Why Are Markets Holding Up So Well?
Trading midday Monday: volume light, advance/decline line even, Dow Industrials trade in a narrow, 80-point range.
Well, this is a bit anticlimactic. Even though virtually everyone has adopted the "it doesn't matter what happens to Greece, the euro is breaking up" mantra (wonder what all these pundits are going to be talking about for the next two years, now that everyone believes this is a fait accompli), the markets are acting like nothing particularly important is happening.
But this could be a telling week: the G20 meeting and the Fed meeting could either validate the bottoming fishing, or dash those hopes.
Why are things holding up? "No one wants to be caught short" ahead of the Fed meeting is the most common answer I received.
"Stay long, but with downside protection," was another common refrain, along with, "The US is the best large cap market: we will catch cash from abroad for the next few years."
Still, there are some who think the Fed is not ready to push the button, either because of election issues or because the data still is not compelling enough.
There is a substantial school who believe that none of this will matter: that further easing will not make a difference. No would announcing that they will keep rates low until, say, 2015 instead of 2014. "The Fed can't stimulate confidence," as one trader said. What would?
Art Cashin this morning floated the idea that the Fed should consider expanding their inflation target from 0 to 2 percent, to 0 to 4 percent.
That's an interesting idea. By signaling that the Fed will tolerate higher inflation, you would certainly move commodities and global growth stocks: materials, energy, industrials.

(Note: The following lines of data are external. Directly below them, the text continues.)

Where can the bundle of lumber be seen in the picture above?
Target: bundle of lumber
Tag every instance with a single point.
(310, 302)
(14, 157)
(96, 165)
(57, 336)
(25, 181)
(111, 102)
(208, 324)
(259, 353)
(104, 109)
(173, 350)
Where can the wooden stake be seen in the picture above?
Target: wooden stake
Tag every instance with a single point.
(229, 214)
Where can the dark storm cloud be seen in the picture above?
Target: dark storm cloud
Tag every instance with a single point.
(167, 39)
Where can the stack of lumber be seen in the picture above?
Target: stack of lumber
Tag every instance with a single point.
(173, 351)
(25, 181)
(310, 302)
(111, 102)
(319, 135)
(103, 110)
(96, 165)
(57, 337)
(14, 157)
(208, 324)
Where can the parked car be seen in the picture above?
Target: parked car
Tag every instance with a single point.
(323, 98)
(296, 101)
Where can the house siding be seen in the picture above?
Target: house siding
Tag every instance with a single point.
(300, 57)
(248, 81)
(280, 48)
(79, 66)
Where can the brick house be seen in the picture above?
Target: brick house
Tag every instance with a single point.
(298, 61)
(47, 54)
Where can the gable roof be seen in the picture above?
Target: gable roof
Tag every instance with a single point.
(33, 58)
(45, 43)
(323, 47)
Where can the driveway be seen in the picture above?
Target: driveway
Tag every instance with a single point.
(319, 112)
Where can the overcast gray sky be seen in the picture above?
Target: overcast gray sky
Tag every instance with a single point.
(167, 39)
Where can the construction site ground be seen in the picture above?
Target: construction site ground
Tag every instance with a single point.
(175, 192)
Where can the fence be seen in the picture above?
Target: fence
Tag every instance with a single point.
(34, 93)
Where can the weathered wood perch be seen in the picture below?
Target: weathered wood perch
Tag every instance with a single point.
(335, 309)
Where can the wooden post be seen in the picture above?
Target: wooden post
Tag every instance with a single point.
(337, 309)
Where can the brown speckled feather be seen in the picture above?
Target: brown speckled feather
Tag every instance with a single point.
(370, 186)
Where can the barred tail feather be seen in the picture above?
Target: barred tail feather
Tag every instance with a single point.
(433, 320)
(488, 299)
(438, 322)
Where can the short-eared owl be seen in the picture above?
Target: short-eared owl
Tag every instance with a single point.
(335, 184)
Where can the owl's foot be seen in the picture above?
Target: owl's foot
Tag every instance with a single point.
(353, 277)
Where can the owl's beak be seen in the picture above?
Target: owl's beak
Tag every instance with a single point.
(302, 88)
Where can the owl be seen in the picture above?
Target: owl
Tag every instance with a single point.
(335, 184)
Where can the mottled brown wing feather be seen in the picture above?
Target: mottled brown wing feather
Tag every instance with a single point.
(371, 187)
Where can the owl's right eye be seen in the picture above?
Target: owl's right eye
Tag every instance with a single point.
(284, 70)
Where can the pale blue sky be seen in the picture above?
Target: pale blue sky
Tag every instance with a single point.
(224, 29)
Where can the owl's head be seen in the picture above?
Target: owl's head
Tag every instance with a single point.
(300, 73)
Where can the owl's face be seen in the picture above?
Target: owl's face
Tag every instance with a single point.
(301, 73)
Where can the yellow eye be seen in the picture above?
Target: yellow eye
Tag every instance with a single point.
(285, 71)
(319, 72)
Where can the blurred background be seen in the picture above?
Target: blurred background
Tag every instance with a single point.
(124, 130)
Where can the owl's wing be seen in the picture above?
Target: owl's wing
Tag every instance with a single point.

Meantime: what about an end of the quarter rally? There's a lot of scared money hiding in the low-beta names. The big market mover this quarter have been Utilities and Telecoms.
Utilities and Telecom as market leaders? You gotta be kidding me. They are among the weakest sectors in the market in terms of 2012 earnings growth: minus 4.8 percent for Utilities, minus 0.8 percent for energy, up 0.4 percent for Telecom. Ugh.
And they are overpriced: the S&P is trading at 12.7 times 2012 P/E ratio. Telecom: 20.6! The highest of any sector. Utilities: 15.4!
What about rotation into the most beaten up groups this quarter: energy, materials, financials? At least you can argue that Energy is cheap, at 10.3 times earnings. Materials: 12.9. Slight premium. Financials: 11.1, slight discount. Close call there.